Personal information
- Full name: Carlos Nahuel Benavídez Protesoni
- Date of birth: 30 March 1998 (age 28)
- Place of birth: Montevideo, Uruguay
- Height: 1.85 m (6 ft 1 in)
- Position: Central midfielder

Team information
- Current team: Alavés
- Number: 23

Youth career
- Defensor Sporting

Senior career*
- Years: Team / Apps / (Gls)
- 2016–2018: Defensor Sporting / 52 / (2)
- 2018–2022: Independiente / 26 / (3)
- 2022–: Alavés / 89 / (5)

International career^{‡}
- 2016–2017: Uruguay U20 / 29 / (4)
- 2020: Uruguay U23 / 5 / (0)

Medal record
Men's football
Representing Uruguay
South American U-20 Championship
| Winner | 2017 Ecuador |  |

= Carlos Protesoni =

Uruguayan footballer (born 1998)

Carlos Nahuel Benavídez Protesoni (born 30 March 1998) is a Uruguayan professional footballer who plays as central midfielder for La Liga club Deportivo Alavés.

==Club career==
Born in Montevideo, Protesoni began his career with hometown side Defensor Sporting, making his first team debut in 2016 at the age of 18. He became a regular starter in 2017, and moved to Argentine Primera División side Independiente.
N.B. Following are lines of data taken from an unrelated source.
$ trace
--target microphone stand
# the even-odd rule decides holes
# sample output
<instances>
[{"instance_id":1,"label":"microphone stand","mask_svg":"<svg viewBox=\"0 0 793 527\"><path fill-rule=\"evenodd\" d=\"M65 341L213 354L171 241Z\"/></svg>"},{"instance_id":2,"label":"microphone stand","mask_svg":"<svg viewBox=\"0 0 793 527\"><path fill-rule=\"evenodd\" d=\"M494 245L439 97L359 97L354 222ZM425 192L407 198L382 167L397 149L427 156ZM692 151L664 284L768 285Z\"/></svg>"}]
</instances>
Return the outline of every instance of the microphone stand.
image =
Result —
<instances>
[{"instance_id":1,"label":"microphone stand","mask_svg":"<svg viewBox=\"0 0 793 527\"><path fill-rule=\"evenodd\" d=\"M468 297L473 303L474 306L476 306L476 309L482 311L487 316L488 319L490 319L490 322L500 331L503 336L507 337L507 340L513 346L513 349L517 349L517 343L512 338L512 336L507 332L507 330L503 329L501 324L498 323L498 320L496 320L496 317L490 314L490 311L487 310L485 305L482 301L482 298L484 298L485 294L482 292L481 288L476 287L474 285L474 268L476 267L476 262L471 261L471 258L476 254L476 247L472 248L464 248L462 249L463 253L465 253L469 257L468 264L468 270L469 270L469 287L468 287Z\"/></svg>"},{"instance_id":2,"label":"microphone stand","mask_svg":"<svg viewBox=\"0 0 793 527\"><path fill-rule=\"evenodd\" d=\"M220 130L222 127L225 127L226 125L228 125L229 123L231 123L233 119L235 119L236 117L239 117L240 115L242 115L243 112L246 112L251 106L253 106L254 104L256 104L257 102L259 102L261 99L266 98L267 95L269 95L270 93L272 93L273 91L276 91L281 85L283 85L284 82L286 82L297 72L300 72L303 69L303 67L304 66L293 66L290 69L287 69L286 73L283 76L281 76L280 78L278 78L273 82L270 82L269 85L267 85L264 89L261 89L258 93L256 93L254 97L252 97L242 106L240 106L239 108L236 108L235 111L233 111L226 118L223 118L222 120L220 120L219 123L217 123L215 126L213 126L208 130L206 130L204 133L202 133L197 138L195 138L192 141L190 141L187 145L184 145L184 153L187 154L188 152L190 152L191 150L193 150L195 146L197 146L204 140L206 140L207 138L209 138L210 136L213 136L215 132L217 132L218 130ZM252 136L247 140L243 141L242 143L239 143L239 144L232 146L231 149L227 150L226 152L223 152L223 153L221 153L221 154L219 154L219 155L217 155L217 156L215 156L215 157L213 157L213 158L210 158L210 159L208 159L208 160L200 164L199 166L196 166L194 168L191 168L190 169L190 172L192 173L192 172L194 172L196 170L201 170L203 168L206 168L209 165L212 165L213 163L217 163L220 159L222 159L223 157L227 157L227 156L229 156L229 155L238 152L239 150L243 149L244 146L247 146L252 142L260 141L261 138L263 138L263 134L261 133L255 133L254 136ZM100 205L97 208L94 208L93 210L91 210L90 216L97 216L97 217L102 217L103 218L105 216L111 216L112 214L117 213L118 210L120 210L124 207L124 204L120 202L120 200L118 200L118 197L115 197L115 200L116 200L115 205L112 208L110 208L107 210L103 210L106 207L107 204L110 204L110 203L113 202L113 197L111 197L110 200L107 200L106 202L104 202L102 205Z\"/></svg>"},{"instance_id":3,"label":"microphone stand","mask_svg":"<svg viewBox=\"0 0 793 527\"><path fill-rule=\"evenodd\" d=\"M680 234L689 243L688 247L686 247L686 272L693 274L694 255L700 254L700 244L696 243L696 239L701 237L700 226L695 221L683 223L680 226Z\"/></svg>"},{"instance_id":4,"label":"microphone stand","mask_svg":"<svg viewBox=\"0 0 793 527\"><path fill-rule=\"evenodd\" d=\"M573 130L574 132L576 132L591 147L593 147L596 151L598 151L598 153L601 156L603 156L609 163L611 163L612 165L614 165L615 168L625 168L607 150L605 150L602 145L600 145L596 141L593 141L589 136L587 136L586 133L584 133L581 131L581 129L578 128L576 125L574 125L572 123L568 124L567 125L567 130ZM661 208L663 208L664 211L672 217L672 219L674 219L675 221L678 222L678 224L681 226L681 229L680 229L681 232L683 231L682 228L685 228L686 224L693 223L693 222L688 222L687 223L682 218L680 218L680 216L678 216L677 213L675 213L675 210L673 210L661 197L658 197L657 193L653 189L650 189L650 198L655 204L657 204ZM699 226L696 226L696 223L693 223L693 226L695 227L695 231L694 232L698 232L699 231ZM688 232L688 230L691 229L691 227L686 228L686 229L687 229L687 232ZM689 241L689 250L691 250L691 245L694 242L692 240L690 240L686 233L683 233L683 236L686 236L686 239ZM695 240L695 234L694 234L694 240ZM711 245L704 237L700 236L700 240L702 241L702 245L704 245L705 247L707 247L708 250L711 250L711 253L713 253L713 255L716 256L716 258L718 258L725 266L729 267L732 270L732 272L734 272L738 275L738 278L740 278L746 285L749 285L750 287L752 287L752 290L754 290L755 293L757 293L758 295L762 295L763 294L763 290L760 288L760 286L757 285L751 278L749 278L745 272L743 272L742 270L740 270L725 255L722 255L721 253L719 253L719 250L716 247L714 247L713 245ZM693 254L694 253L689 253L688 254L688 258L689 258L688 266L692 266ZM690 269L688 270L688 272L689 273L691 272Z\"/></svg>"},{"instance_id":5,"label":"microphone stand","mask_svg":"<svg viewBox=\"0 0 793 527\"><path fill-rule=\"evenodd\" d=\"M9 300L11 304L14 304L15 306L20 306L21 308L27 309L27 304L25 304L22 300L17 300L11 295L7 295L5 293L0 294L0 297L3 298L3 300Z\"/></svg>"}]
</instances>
On 1 July 2022, Protesoni signed a two-year contract with Spanish side Deportivo Alavés of the Segunda División.

==Personal life==
Originally playing under the name Carlos Benavídez, he opted to play under his maternal surname Protesoni in August 2024 to honour his mother who raised him by herself. Through his mother, he is of Italian descent and holds dual Uruguayan-Italian citizenship.